Musicheria. La rivista digitale di educazione al suono e alla musica

Come in un silenzioso slow

Maria Teresa Milano

Excursus su un aspetto della musica durante il fascismo

Sono trascorsi ormai novant’anni dalla fondazione dei Fasci di Combattimento, eppure il ventennio fascista, a dispetto del distacco temporale, ci appare vicino, quasi tangibile. A volte si presenta in un grandioso edificio marmoreo simbolo dell’architettura razionale o in una semplice stazione ferroviaria di paese, altre in uno splendido manifesto futurista; talora riaffiora dalle radio balilla in vendita ai mercatini delle pulci, altre dalla voce di chi decide di riproporre, magari con arrangiamenti “al passo con i tempi”, le amate canzoni trasmesse dall’EIAR negli anni Trenta e Quaranta.

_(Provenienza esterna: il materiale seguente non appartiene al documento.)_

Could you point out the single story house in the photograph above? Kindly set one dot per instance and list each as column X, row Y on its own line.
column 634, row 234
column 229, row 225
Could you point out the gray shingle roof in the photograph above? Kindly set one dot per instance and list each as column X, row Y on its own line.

E mentre gli ultimi testimoni delle efferatezze di quel periodo vanno scomparendo, a noi rimane l’immagine-cliché, per qualcuno un po’ nostalgica, di un’epoca in cui i treni arrivavano puntuali, il controllo sociale funzionava alla perfezione e gli italiani erano davvero “brava gente”. Manganello e olio di ricino, intervento massiccio sulla vita del cittadino, persecuzione degli oppositori politici, leggi razziali. Tutto questo sembra in qualche modo offuscarsi quando si tratta di raccontare la “nostra storia”.